# How to check the consistency between two code sets
This notebook demonstrates how to use the emocodes library to examine how similar two sets of codes are. 

**Note**: the files used in this notebook have already been validated and processed (converted to timeseries format).
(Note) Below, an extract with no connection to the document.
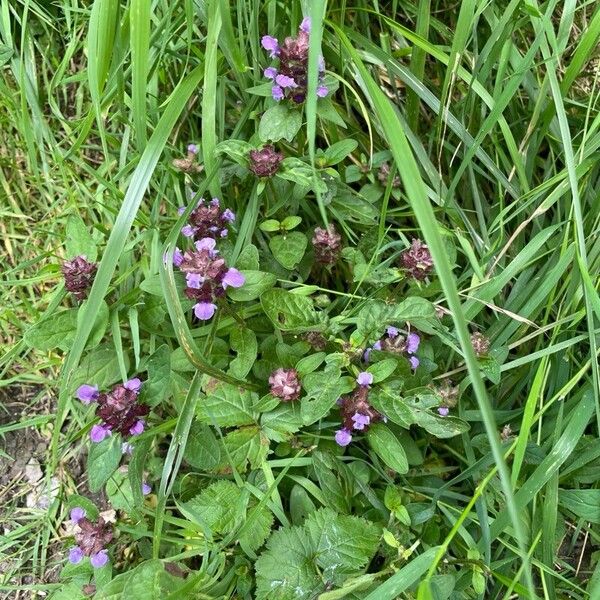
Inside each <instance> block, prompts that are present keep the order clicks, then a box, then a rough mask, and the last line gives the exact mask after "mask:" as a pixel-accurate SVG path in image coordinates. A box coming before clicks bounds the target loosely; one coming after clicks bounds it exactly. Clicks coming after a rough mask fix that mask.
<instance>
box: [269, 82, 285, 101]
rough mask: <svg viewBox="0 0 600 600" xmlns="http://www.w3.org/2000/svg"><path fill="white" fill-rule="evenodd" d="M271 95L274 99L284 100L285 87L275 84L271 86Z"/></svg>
mask: <svg viewBox="0 0 600 600" xmlns="http://www.w3.org/2000/svg"><path fill="white" fill-rule="evenodd" d="M271 96H273V100H277V102H279V101H280V100H283V88H282V87H281V86H280V85H274V86H273V87H272V88H271Z"/></svg>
## Use Case 1: Check consistency between two coders and combine to create codes set for analysis

In [8]:
import emocodes as ec
import pandas as pd

coder1 = '/Users/catcamacho/Box/CCP/EmoCodes_project/reliability_data/processed/AHKJ_S1E2/subjective_character_Clover_timeseries_DB_20210705-163848.csv'
coder2 = '/Users/catcamacho/Box/CCP/EmoCodes_project/reliability_data/processed/AHKJ_S1E2/subjective_character_Clover_timeseries_RK_20210705-163849.csv'

# read the csvs
coder1_df = pd.read_csv(coder1, index_col=0)
coder2_df = pd.read_csv(coder2, index_col=0)

# run the consensus class
results = ec.Consensus().interrater_consensus([coder1_df, coder2_df], rater_list = ['RK', 'DB'])

In [9]:
results.consensus_scores

Unnamed: 0,RatingsA,RatingsB,ColumnVariable,PercentOverlap
0_0,RK,DB,char_intensity,88.897546
0_1,RK,DB,char_valence_negative,70.440203
0_2,RK,DB,char_valence_positive,87.245812
0_3,RK,DB,on_screen,98.441761


In [11]:
results.mismatch_segments.to_csv('RK_DB_mismatch_report.csv')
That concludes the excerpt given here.